Opa: "Nu komen we aan in de wijk Saint-Roch. De oorspronkelijke oude huizen die hier stonden waren gebouwd met klei en hadden rieten daken, maar na de Tweede Wereldoorlog zijn ze bijna allemaal verdwenen. Sindsdien zijn er zo'n honderdtal huizen gebouwd, gerestaureerd of uitgebreid. Ze zijn gebouwd met lokale rode baksteen en de meeste daken zijn belegd met dakpannen.”
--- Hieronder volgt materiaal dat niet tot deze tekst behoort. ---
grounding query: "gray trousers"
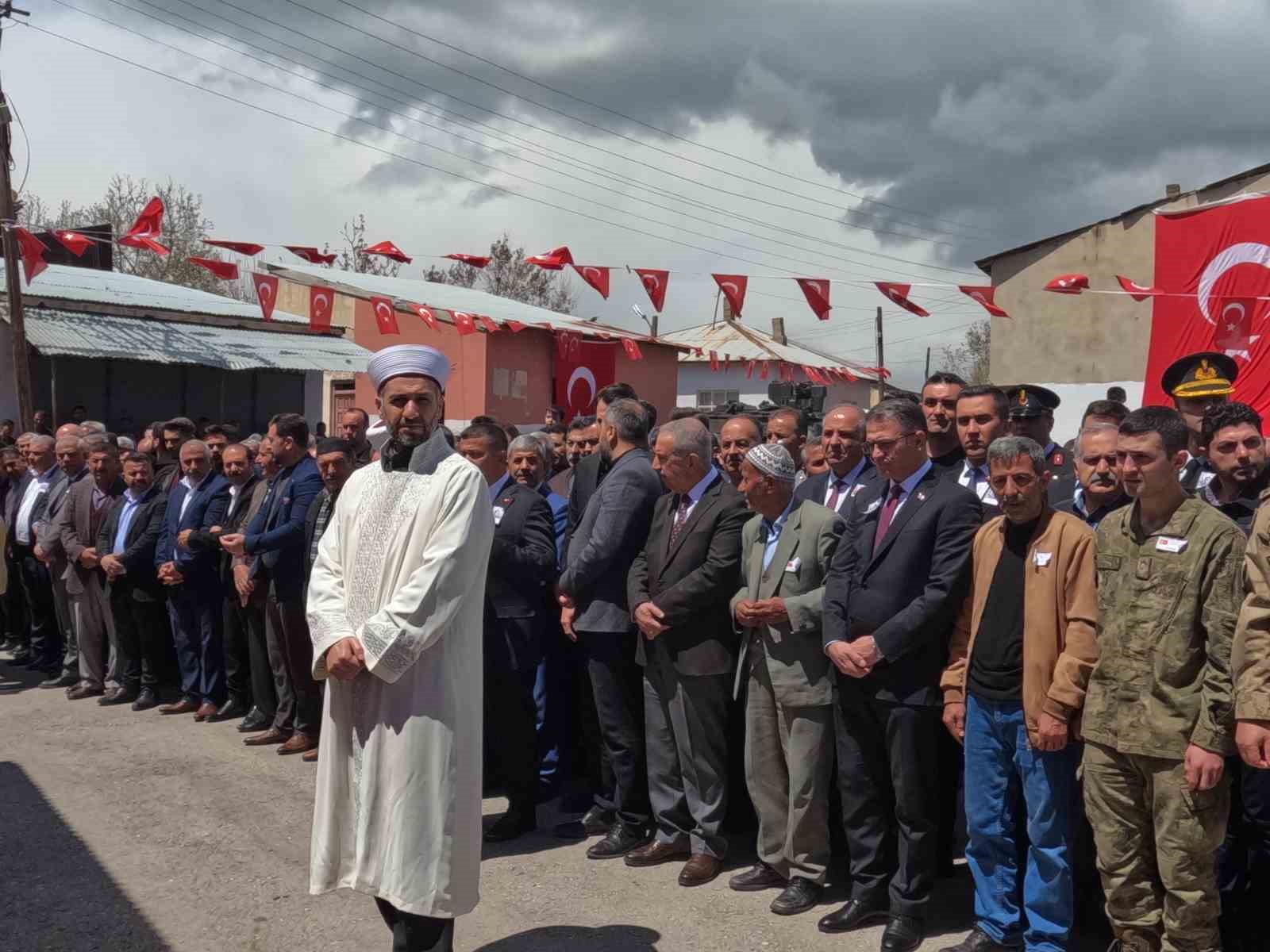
[745,662,833,885]
[644,651,732,859]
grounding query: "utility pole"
[0,0,36,432]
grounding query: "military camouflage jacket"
[1084,497,1245,759]
[1230,490,1270,721]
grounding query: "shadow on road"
[0,762,172,952]
[475,925,662,952]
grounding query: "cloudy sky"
[14,0,1270,385]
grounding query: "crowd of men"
[0,353,1270,952]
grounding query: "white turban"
[366,344,449,393]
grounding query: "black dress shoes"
[587,820,649,859]
[772,876,822,916]
[881,916,926,952]
[815,899,891,933]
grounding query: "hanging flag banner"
[309,284,335,330]
[794,278,830,321]
[252,271,278,321]
[573,264,608,301]
[1141,195,1270,415]
[371,297,402,334]
[710,274,748,317]
[874,281,931,317]
[956,284,1010,317]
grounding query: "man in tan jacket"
[941,436,1097,952]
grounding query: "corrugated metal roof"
[265,264,686,344]
[25,311,371,372]
[7,262,309,324]
[665,321,878,379]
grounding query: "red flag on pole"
[633,268,671,313]
[710,274,748,317]
[874,281,931,317]
[794,278,830,321]
[189,258,237,281]
[573,264,608,301]
[252,271,278,321]
[371,297,402,334]
[956,284,1010,317]
[309,284,335,330]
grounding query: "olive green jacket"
[1083,497,1245,759]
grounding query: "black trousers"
[578,632,652,827]
[837,679,942,918]
[485,658,538,816]
[375,896,455,952]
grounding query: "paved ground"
[0,665,1107,952]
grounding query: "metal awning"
[25,307,371,372]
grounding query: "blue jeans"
[965,696,1080,952]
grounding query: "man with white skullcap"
[309,345,494,952]
[729,442,843,916]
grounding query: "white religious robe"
[309,455,494,918]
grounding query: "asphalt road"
[0,664,1102,952]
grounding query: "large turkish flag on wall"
[1141,197,1270,415]
[555,339,618,420]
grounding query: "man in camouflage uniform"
[1084,406,1245,952]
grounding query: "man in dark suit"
[626,417,749,886]
[559,400,662,859]
[459,424,556,843]
[221,414,322,754]
[819,391,983,952]
[97,453,167,711]
[794,404,879,518]
[155,440,230,721]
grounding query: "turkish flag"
[555,340,618,420]
[794,278,830,321]
[189,258,237,281]
[371,297,402,334]
[309,284,335,330]
[635,268,671,313]
[710,274,748,317]
[874,281,931,317]
[362,241,414,264]
[573,264,608,301]
[203,239,264,258]
[956,284,1010,317]
[1141,197,1270,415]
[252,271,278,321]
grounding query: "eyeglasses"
[865,430,917,455]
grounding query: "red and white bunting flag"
[252,271,278,321]
[525,245,573,271]
[573,264,608,301]
[309,284,335,330]
[283,245,335,264]
[13,227,48,284]
[956,284,1010,317]
[710,274,748,317]
[188,258,237,281]
[633,268,675,313]
[874,281,931,317]
[371,297,402,334]
[794,278,830,321]
[362,241,413,264]
[442,254,489,268]
[1115,274,1160,301]
[409,305,441,330]
[53,230,93,258]
[1045,274,1090,294]
[203,239,264,258]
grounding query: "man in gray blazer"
[557,398,662,859]
[729,443,843,916]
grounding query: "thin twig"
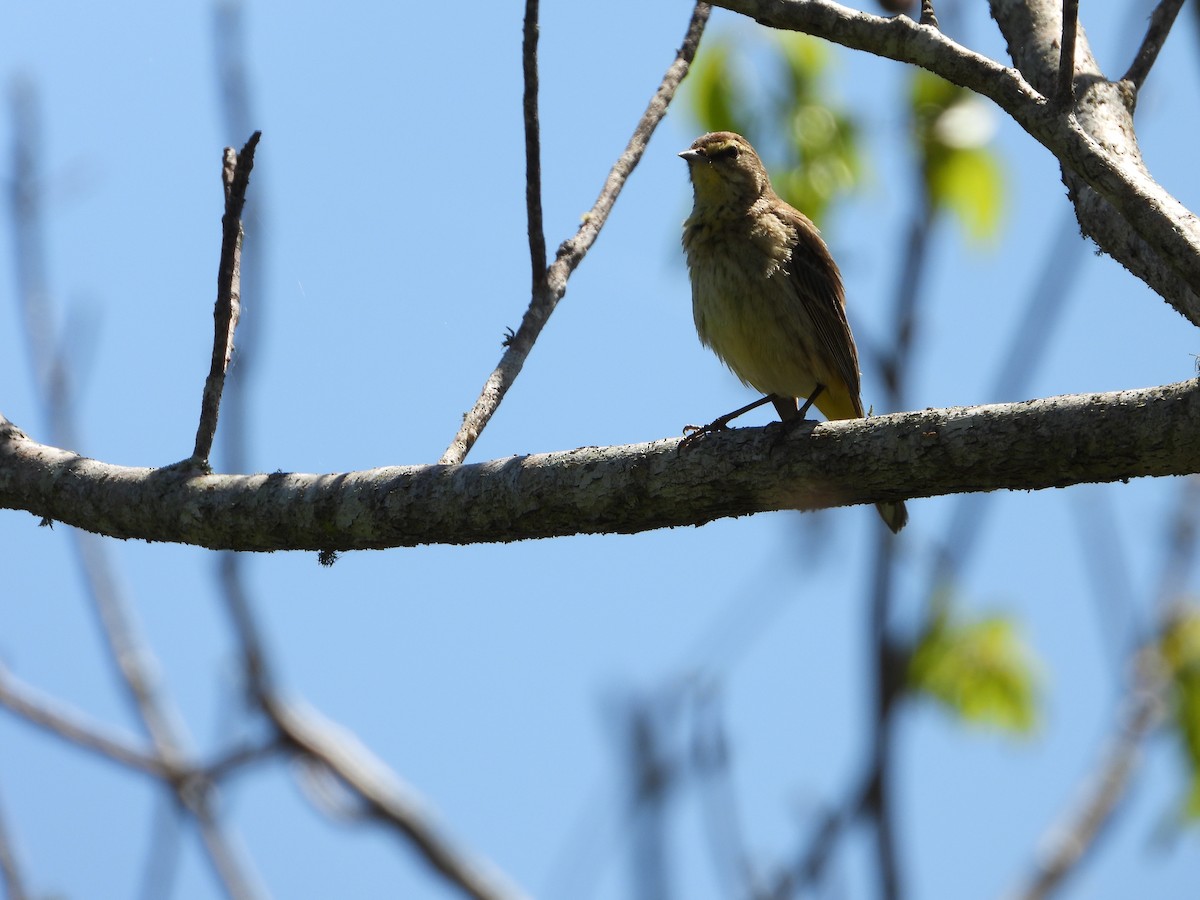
[1012,652,1164,900]
[0,667,166,779]
[1121,0,1183,94]
[521,0,546,286]
[0,792,29,900]
[272,695,535,900]
[1055,0,1079,109]
[222,556,526,900]
[214,0,269,480]
[191,131,263,467]
[439,2,709,466]
[0,91,265,899]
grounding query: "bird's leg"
[775,384,824,434]
[797,384,824,419]
[679,394,779,450]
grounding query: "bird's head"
[679,131,770,208]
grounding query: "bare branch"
[1121,0,1183,95]
[270,695,526,900]
[714,0,1200,324]
[0,667,172,779]
[1055,0,1079,109]
[0,792,29,900]
[191,131,263,467]
[439,2,709,466]
[522,0,546,285]
[1012,650,1164,900]
[7,382,1200,551]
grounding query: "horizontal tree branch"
[713,0,1200,324]
[0,380,1200,551]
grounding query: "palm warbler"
[679,131,908,532]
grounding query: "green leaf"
[908,611,1037,733]
[926,149,1004,242]
[1158,605,1200,820]
[688,32,863,222]
[911,70,1004,242]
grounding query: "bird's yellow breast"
[684,211,832,397]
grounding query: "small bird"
[679,131,908,532]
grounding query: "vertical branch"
[4,81,267,900]
[1055,0,1079,109]
[521,0,546,289]
[214,0,268,472]
[0,787,29,900]
[438,2,710,466]
[191,131,263,467]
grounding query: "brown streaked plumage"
[679,131,908,532]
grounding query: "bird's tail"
[875,500,908,534]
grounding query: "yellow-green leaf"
[908,612,1037,733]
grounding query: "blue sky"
[0,0,1200,900]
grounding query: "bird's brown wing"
[788,210,863,416]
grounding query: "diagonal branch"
[0,382,1200,551]
[0,667,172,780]
[1010,650,1164,900]
[191,131,263,467]
[222,554,524,900]
[1055,0,1079,109]
[715,0,1200,324]
[1121,0,1183,94]
[439,2,709,466]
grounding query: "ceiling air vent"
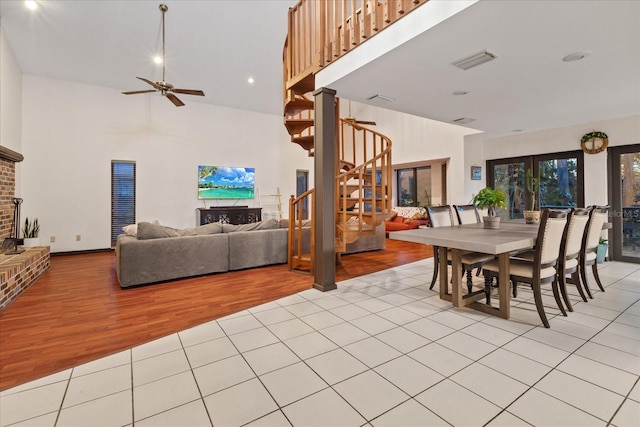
[367,94,395,102]
[452,50,498,70]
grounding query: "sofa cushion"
[222,219,280,233]
[137,222,180,240]
[178,222,222,236]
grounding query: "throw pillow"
[222,219,280,233]
[122,224,138,237]
[137,222,180,240]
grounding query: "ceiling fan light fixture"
[451,49,498,71]
[122,4,204,107]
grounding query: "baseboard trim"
[50,248,115,257]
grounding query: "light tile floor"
[0,259,640,427]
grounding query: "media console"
[196,206,262,225]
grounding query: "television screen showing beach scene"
[198,165,256,199]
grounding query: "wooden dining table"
[389,221,538,319]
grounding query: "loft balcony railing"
[283,0,427,92]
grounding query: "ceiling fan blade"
[122,89,157,95]
[165,93,184,107]
[171,89,204,96]
[136,77,158,89]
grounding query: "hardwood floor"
[0,239,433,390]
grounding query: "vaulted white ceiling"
[0,0,640,135]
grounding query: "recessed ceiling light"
[452,50,498,71]
[562,50,591,62]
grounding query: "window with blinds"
[111,160,136,247]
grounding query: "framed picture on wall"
[471,166,482,181]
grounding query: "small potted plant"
[596,237,609,264]
[22,217,40,247]
[524,169,540,224]
[473,187,507,229]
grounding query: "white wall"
[350,102,477,205]
[464,116,640,205]
[0,27,22,153]
[0,26,22,194]
[21,75,313,252]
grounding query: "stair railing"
[287,188,315,274]
[283,0,428,93]
[335,119,392,252]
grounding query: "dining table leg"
[498,252,511,319]
[438,246,449,299]
[451,249,464,307]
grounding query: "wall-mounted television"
[198,165,256,199]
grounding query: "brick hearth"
[0,246,51,312]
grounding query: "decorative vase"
[22,237,40,248]
[482,216,500,230]
[524,211,540,224]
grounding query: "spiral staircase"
[283,0,428,274]
[284,74,392,274]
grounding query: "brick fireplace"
[0,146,50,312]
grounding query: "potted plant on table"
[473,187,507,229]
[524,169,540,224]
[22,217,40,247]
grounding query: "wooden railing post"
[313,88,337,291]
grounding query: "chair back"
[427,205,453,228]
[455,205,480,224]
[534,209,567,268]
[563,208,589,259]
[582,206,609,253]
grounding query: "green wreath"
[580,131,609,143]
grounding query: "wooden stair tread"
[284,119,314,136]
[291,135,313,151]
[284,96,313,116]
[287,73,316,95]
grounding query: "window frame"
[111,160,136,248]
[486,150,584,217]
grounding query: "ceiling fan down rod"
[159,3,169,83]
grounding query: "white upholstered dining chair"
[482,209,568,328]
[558,208,589,311]
[427,205,494,293]
[578,206,609,299]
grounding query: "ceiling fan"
[344,100,376,126]
[122,4,204,107]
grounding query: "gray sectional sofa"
[116,220,287,288]
[115,219,385,288]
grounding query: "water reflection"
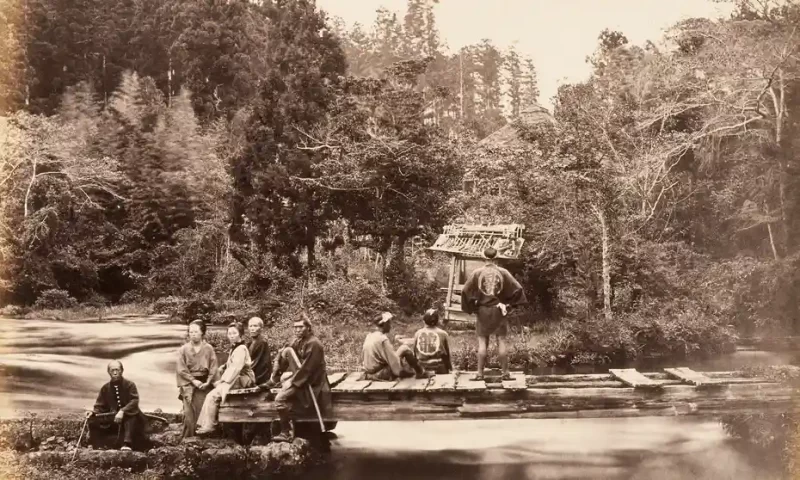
[0,317,186,417]
[306,418,780,480]
[0,318,792,480]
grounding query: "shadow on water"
[304,418,780,480]
[0,319,794,480]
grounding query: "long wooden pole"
[289,347,325,433]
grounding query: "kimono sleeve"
[292,342,325,388]
[121,382,139,414]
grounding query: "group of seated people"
[89,247,527,449]
[87,309,452,450]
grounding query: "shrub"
[33,288,78,310]
[151,295,188,316]
[386,262,442,315]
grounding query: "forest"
[0,0,800,364]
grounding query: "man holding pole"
[87,360,146,450]
[461,247,527,380]
[267,315,331,442]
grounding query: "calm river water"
[0,318,791,480]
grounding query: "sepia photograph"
[0,0,800,480]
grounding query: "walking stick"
[289,347,327,433]
[71,417,89,462]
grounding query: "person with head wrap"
[87,360,146,450]
[197,323,256,435]
[247,317,272,385]
[175,320,218,438]
[414,308,453,374]
[363,312,425,381]
[461,247,527,380]
[267,314,332,442]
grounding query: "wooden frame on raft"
[219,367,795,423]
[428,223,525,325]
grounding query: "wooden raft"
[219,367,793,423]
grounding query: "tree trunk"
[767,223,778,260]
[593,207,613,320]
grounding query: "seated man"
[364,312,425,381]
[267,316,332,442]
[247,317,272,385]
[87,360,147,450]
[414,308,453,374]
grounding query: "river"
[0,317,792,480]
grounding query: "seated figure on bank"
[247,317,272,385]
[175,320,218,438]
[267,315,332,442]
[197,323,256,435]
[86,360,147,450]
[363,312,425,381]
[414,308,453,374]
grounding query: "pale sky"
[317,0,731,109]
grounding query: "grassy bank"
[0,415,324,480]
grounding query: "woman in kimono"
[176,320,218,438]
[197,323,256,435]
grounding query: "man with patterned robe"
[461,247,527,380]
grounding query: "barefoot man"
[461,247,526,380]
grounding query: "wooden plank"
[331,372,372,393]
[328,372,347,388]
[220,375,794,422]
[609,368,662,389]
[456,372,486,392]
[425,373,456,392]
[444,255,458,307]
[363,380,397,393]
[664,367,721,387]
[392,377,431,392]
[501,372,528,391]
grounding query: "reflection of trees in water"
[720,412,800,478]
[306,440,780,480]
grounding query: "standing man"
[247,317,272,385]
[86,360,146,451]
[267,315,331,442]
[363,312,425,381]
[461,247,527,380]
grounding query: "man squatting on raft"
[461,247,527,380]
[86,360,145,450]
[363,312,425,381]
[414,308,453,374]
[267,315,332,442]
[197,323,256,435]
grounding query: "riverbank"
[0,297,736,373]
[0,415,324,480]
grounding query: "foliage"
[33,288,78,308]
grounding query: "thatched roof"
[478,104,555,148]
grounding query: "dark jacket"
[247,335,272,385]
[291,335,331,415]
[94,377,142,415]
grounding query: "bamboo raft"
[219,367,793,423]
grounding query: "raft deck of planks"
[219,368,793,423]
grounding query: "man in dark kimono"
[247,317,272,385]
[267,316,333,442]
[88,360,146,450]
[461,247,527,380]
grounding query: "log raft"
[219,367,793,423]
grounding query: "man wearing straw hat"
[267,315,332,442]
[461,247,527,380]
[363,312,426,381]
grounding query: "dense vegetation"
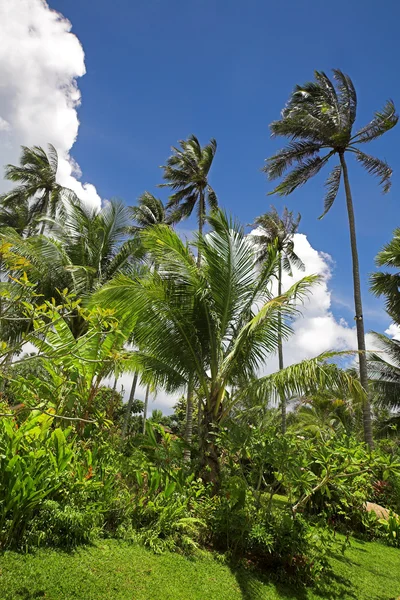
[0,71,400,598]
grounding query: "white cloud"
[385,323,400,340]
[0,0,101,207]
[262,233,357,373]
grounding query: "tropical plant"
[0,144,76,233]
[0,295,137,424]
[128,192,173,233]
[264,69,398,446]
[253,206,305,433]
[368,332,400,411]
[370,228,400,323]
[0,201,141,337]
[160,135,218,264]
[93,211,362,484]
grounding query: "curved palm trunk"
[340,153,373,448]
[197,190,206,267]
[183,378,193,463]
[278,252,286,433]
[121,373,138,439]
[143,385,150,433]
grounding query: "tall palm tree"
[370,228,400,324]
[122,192,173,438]
[253,206,304,433]
[160,135,218,264]
[0,203,31,235]
[93,211,362,485]
[0,144,76,233]
[368,332,400,411]
[264,69,398,446]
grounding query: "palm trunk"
[183,378,193,463]
[339,153,374,448]
[197,190,205,267]
[278,252,286,434]
[121,373,138,439]
[143,385,150,433]
[200,403,221,494]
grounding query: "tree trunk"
[200,406,221,494]
[183,378,193,463]
[340,153,374,448]
[197,190,205,267]
[143,385,150,433]
[278,252,286,434]
[121,373,138,439]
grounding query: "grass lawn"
[0,540,400,600]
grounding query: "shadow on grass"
[231,565,357,600]
[15,587,46,600]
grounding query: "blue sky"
[50,0,400,329]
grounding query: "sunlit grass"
[0,540,400,600]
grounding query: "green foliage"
[0,412,98,548]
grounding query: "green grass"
[0,541,400,600]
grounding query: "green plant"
[264,69,398,447]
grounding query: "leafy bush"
[0,412,114,548]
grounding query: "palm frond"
[318,165,342,219]
[355,149,393,194]
[351,100,399,144]
[269,152,332,196]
Lison: "Een honderdtal huizen! Zoveel!”
Opa: "Ja, er kwamen steeds meer inwoners bij, dus werden de huizen dicht op elkaar gebouwd om ruimte te besparen, zoals je hier ziet.”
Lison: "En waren er alleen maar huizen in deze wijk?”
Opa: "Nee, hoor. Aan sommige gevels zie je nog altijd dat er vroeger een café zat. Bijvoorbeeld het gebouw op de hoek daar, met op de benedenverdieping grote ramen over de volledige gevel. Aan het begin van de vorige eeuw telde Hingeon bijna 30 cafés! In die tijd wisten de dorpsbewoners hoe ze moesten feesten!”
Lison: "Was er veel ambiance?”
Opa: "Ja, de mensen maakten plezier met de familie zonder dat ze Hingeon hoefden te verlaten. Op feestdagen werd er op accordeonmuziek gedanst op het plein of in de 'estaminets'. Mijn grootouders genoten van een lokaal biertje, een glaasje 'péket' voor één frank of een hardgekookt ei dat ze aan een van de kraampjes kochten.”
Lison: "Maar ze deden waarschijnlijk meer dan alleen maar dansen en drinken?”
Opa: "Ja, natuurlijk. Er waren ook andere manieren om plezier te maken. De inwoners konden naar een toneelstuk van de twee lokale theatergroepen gaan of boeken lenen uit de bibliotheek die vroeger in de pastorie zat. Daarnaast had je ook kermissen en de fanfare. En natuurlijk waren er ook voetbalwedstrijden van de groen-witte ploeg die tijdens de Tweede Wereldoorlog werd opgericht.”
Lison: "Je grootouders hebben zich geen moment verveeld!”